My husband is many things. One of those things is a good sport. Which is why he’s okay with me putting things like 8 Signs Your Husband is Annoying Your Around The House and The Top 10 Ways to Get Your Husband to Leave Work on Time all over the interweb. (And despite what some commenters said about my passive-aggressiveness and the state of my marriage in relation to that, my marriage is rock solid and I think one of the main reasons is we both have a sense of humor).
Gabe’s philosophy is — if it’s true, you can write about it. Although I do recognize some limits. Yes, even me.
One of Gabe’s more dominant traits is that he’s exceptionally a little bit obsessive-compulsive. This trait often expresses itself in him obsessively and even unconsciously moving things around our house in an effort to control his uncontrollable environment.
When we met, he was a drummer in a touring rock band. He DID NOT obsess about picking things up. Not even a little. He was, like laid-back, dude.
But then we got married, he started law school (an existence much more encouraging to obsessive-compulsiveness) and those habits began to creep out.
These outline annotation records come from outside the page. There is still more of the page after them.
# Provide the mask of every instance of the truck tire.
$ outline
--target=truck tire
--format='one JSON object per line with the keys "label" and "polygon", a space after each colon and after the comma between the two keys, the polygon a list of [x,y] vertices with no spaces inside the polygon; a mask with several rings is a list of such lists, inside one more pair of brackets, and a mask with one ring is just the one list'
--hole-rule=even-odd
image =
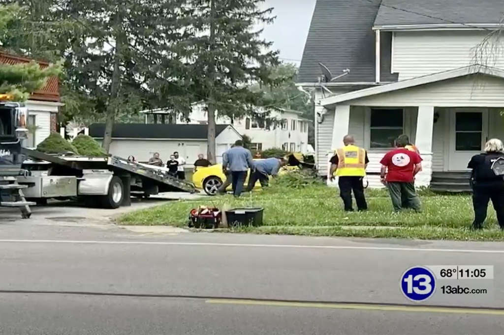
{"label": "truck tire", "polygon": [[115,209],[120,207],[124,198],[124,186],[120,178],[114,176],[112,177],[108,186],[108,194],[103,196],[100,202],[103,208]]}

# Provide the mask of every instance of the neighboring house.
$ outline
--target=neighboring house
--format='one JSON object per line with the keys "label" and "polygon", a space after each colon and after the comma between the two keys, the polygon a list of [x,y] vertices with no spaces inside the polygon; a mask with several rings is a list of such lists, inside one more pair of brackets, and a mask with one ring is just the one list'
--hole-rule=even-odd
{"label": "neighboring house", "polygon": [[[174,122],[178,124],[206,124],[207,122],[207,112],[204,105],[200,103],[193,105],[192,113],[187,120],[179,118],[170,119],[168,116],[170,112],[164,110],[142,111],[141,113],[146,114],[146,123]],[[149,114],[152,115],[148,117]],[[261,124],[248,117],[231,120],[227,117],[218,117],[217,122],[231,124],[240,134],[250,137],[251,148],[254,150],[281,148],[286,151],[305,152],[308,149],[308,126],[311,121],[301,117],[302,114],[301,112],[290,110],[282,110],[281,113],[272,111],[268,119],[275,121],[271,125]]]}
{"label": "neighboring house", "polygon": [[[297,81],[316,90],[321,175],[350,134],[368,150],[369,187],[382,187],[380,159],[406,134],[423,159],[417,185],[467,189],[470,157],[504,138],[504,44],[479,45],[502,28],[501,2],[475,4],[317,0]],[[319,62],[349,73],[321,80]]]}
{"label": "neighboring house", "polygon": [[[109,152],[124,158],[131,155],[139,161],[147,161],[155,152],[159,152],[166,161],[174,151],[178,151],[185,158],[188,167],[191,166],[199,154],[207,155],[207,131],[206,125],[116,124]],[[217,125],[215,132],[216,160],[220,163],[222,153],[241,136],[229,125]],[[89,126],[89,136],[100,142],[104,133],[105,124]]]}
{"label": "neighboring house", "polygon": [[[0,52],[0,64],[24,64],[33,60],[29,58]],[[49,63],[37,62],[42,67]],[[48,136],[51,132],[57,131],[57,113],[58,108],[62,106],[60,102],[59,80],[57,77],[48,78],[42,89],[30,95],[25,102],[28,109],[28,124],[30,131],[25,145],[28,147],[35,147]]]}

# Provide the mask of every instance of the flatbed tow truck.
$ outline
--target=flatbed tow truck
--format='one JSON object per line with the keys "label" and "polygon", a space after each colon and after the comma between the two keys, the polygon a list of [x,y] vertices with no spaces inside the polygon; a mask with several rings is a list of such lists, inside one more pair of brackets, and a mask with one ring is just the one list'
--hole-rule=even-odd
{"label": "flatbed tow truck", "polygon": [[116,156],[93,157],[73,153],[53,155],[24,147],[28,110],[18,103],[0,103],[0,206],[30,206],[48,199],[76,199],[89,207],[115,209],[131,204],[131,196],[197,192],[191,183],[166,169]]}

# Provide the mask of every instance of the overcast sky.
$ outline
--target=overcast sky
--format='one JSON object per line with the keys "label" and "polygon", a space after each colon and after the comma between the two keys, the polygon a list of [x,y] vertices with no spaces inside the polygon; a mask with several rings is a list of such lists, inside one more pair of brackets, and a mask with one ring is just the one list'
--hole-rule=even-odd
{"label": "overcast sky", "polygon": [[299,65],[311,21],[316,0],[266,0],[275,8],[274,23],[264,29],[264,38],[274,43],[283,60]]}

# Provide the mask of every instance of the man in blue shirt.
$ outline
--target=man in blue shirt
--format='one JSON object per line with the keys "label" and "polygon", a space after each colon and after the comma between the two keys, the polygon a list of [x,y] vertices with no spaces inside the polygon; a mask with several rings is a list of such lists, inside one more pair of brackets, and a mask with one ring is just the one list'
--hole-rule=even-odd
{"label": "man in blue shirt", "polygon": [[231,185],[235,197],[237,198],[241,195],[247,171],[253,166],[252,153],[243,147],[241,140],[235,142],[234,146],[222,155],[222,172],[225,175],[228,171],[231,172]]}
{"label": "man in blue shirt", "polygon": [[248,185],[245,191],[249,192],[251,191],[258,181],[263,187],[268,186],[269,176],[277,176],[280,168],[285,165],[285,163],[283,158],[274,157],[256,160],[254,163],[254,169],[250,172]]}

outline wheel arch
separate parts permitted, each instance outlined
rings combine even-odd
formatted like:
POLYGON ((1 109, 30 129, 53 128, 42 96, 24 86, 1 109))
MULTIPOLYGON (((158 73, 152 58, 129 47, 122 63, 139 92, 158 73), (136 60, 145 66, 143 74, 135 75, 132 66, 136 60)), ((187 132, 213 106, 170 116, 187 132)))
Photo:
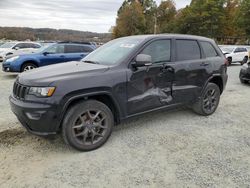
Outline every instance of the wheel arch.
POLYGON ((97 100, 97 101, 102 102, 105 105, 107 105, 114 115, 115 123, 116 124, 120 123, 121 110, 119 108, 119 105, 112 97, 112 94, 104 91, 104 92, 88 93, 88 94, 82 94, 82 95, 70 97, 63 106, 63 111, 62 111, 61 118, 60 118, 59 128, 61 128, 61 126, 62 126, 62 122, 63 122, 63 119, 65 117, 65 114, 72 106, 74 106, 75 104, 77 104, 81 101, 90 100, 90 99, 97 100))

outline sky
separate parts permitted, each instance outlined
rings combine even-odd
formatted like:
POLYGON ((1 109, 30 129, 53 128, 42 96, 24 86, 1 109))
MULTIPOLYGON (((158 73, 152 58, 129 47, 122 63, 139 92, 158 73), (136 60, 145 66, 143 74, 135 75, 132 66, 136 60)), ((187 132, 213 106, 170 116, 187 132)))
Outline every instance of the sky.
MULTIPOLYGON (((160 3, 161 0, 156 0, 160 3)), ((178 9, 191 0, 175 0, 178 9)), ((123 0, 0 0, 0 26, 98 33, 115 25, 123 0)))

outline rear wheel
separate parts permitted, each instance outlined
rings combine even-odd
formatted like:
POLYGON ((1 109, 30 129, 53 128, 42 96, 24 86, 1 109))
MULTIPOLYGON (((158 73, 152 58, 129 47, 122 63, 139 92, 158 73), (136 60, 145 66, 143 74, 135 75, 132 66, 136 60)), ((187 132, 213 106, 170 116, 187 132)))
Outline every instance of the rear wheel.
POLYGON ((243 65, 243 64, 247 63, 247 61, 248 61, 248 57, 246 56, 246 57, 244 57, 242 62, 240 62, 240 64, 243 65))
POLYGON ((37 66, 34 63, 25 63, 22 66, 22 72, 26 72, 35 68, 37 68, 37 66))
POLYGON ((243 80, 243 79, 241 79, 241 78, 240 78, 240 82, 241 82, 242 84, 247 84, 247 83, 248 83, 248 81, 243 80))
POLYGON ((220 88, 214 83, 208 83, 205 91, 197 101, 193 110, 200 115, 208 116, 213 114, 220 102, 220 88))
POLYGON ((62 126, 66 144, 80 151, 102 146, 111 135, 114 117, 111 110, 96 100, 83 101, 67 112, 62 126))

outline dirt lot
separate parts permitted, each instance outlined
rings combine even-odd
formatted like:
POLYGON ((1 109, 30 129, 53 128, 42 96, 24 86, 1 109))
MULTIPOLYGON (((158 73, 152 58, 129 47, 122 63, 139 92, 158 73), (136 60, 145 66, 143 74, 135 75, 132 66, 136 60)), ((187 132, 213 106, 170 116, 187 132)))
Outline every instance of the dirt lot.
POLYGON ((1 72, 0 187, 250 187, 250 86, 239 70, 229 67, 214 115, 145 115, 87 153, 21 128, 8 104, 15 76, 1 72))

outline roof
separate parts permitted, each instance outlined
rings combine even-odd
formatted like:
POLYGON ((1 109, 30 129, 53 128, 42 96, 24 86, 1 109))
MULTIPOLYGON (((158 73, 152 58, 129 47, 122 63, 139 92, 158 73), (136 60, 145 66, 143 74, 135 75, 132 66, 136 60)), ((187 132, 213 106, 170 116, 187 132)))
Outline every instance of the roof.
MULTIPOLYGON (((133 35, 128 36, 134 37, 134 38, 140 38, 145 40, 150 40, 154 38, 161 38, 161 37, 167 37, 167 38, 183 38, 183 39, 195 39, 195 40, 205 40, 205 41, 213 41, 213 39, 202 37, 202 36, 196 36, 196 35, 184 35, 184 34, 156 34, 156 35, 133 35)), ((126 38, 126 37, 124 37, 126 38)))

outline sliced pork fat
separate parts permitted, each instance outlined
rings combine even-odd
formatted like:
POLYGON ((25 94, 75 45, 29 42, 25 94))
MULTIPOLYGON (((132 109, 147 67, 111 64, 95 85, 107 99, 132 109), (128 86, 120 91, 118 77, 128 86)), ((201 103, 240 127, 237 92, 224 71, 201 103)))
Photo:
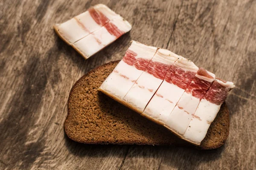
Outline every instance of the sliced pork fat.
POLYGON ((215 75, 200 68, 179 100, 164 126, 182 136, 202 99, 215 79, 215 75))
POLYGON ((160 124, 165 123, 198 70, 190 60, 177 57, 179 59, 170 67, 164 80, 142 114, 160 124))
POLYGON ((131 26, 107 6, 98 4, 54 28, 87 59, 129 31, 131 26))
POLYGON ((98 4, 56 26, 61 35, 72 44, 100 28, 118 16, 107 6, 98 4))
POLYGON ((125 56, 99 88, 114 98, 122 100, 157 51, 156 47, 132 41, 125 56))
POLYGON ((213 82, 200 101, 183 138, 196 144, 200 144, 225 101, 228 92, 234 86, 234 83, 230 82, 219 79, 213 82))
POLYGON ((124 100, 141 113, 164 79, 170 67, 179 56, 170 51, 159 49, 124 100))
But honestly, I wouldn’t have even called it obsessive-compulsiveness then. I’d have just said he was turning out to be “neater” than I’d thought he was before we got married.
Once we’d been married a couple of years, we reached a bit of a turning point. Something came into our lives that really exacerbated his tendencies. That “thing” is named Asher. Something about the complete chaos of babies and small children really brought out his need to control his environment. It was probably the complete chaos. So yeah. Chaos. Wait. What was I saying?
No matter what Gabe did, shit was always out of place. He’d pick up toys, blankets, clean and dirty laundry, dishes, random papers and bills and all kinds of other stuff lying about and put it away (even if putting it away just meant shoving it in a drawer). And no matter how often he did this, it would all magically reappear. All over the floor, the counters, tables, the bed…
Now 5 years later, we have 2 children and quadruple the mess. The poor guy comes home from work and almost immediately starts picking up clutter and trying to put it away. I say “trying” because there’s so much random shit everywhere — much of it with no place that it actually belongs — that he often just picks up something (like a random piece of the kid’s graded homework that’s sitting out) and just carries it from room to room with a glazed look in his eyes.
He literally does this all the time without any sort of consciousness that he’s doing it. He’ll be in the middle of a conversation with me and he’ll just pick up a piece of crap sitting on the coffee table and walk around the house in a zombie state with it outstretched in front of him. Must. Put. This. In. Rightful. Place. Where. Is. Rightful. Place?
So, to show my deep, wifely sympathy for his issues, I decided to rate his pathology.
A couple nights ago, I saw him in the kitchen doing his nightly picking up and wiping down routine. I’d sat a spaghetti squash out on the counter because it needed to be used and this is the only way I can remember that (mom brain). I saw him pick it up and put it back in the fruit bowl. Then he grabbed the garbage and took it outside.
I jumped up, ran into the kitchen, put one slash mark on the spaghetti squash and put it back out on the counter.
Gabe came back through the front door, put a new trash bag in the garbage can, picked up the spaghetti squash and put it back into the fruit bowl without even realizing he’d just put in there 60 seconds before.
A few minutes later, he took our kindergartner upstairs to bed. I put another slash mark on the squash and put it back out on the counter.
For 24 hours, I continued to mark the squash and move it back out of the bowl. Gabe continued to not notice that a big yellow vegetable had somehow acquired both sharpee marks and its own legs and kept putting it back.
Finally, he came stomping into the bedroom with the squash in one hand and a middle finger in the other one. ”Are you putting this out on the counter on purpose and marking it every time I put it back?”
I laughed. Hard. Guffawed even.
He laughed too (even though he’s not laughing in this photo). See, I told you he was a good sport.
So he scored a “6″ on my special homemade obsessive-compulsive scale. However, his score is extremely unreliable since there was cheating involved. Had our kindergartner not noticed the slash marks first and asked him why that “yellow thing” had a 6 on it, Gabe’s score would’ve been off the charts. Trust.
I guarantee Gabe would’ve put it back at least 6 more times before he noticed.
This seems like a good time for some bitches to tell me how lucky I am to have a husband who comes home and cleans while I slink around putting sharpee marks on spaghetti squash and, oh I don’t know, shoving bonbons up my ass.
Guess what? You’re right. I’ll let you guess about which parts.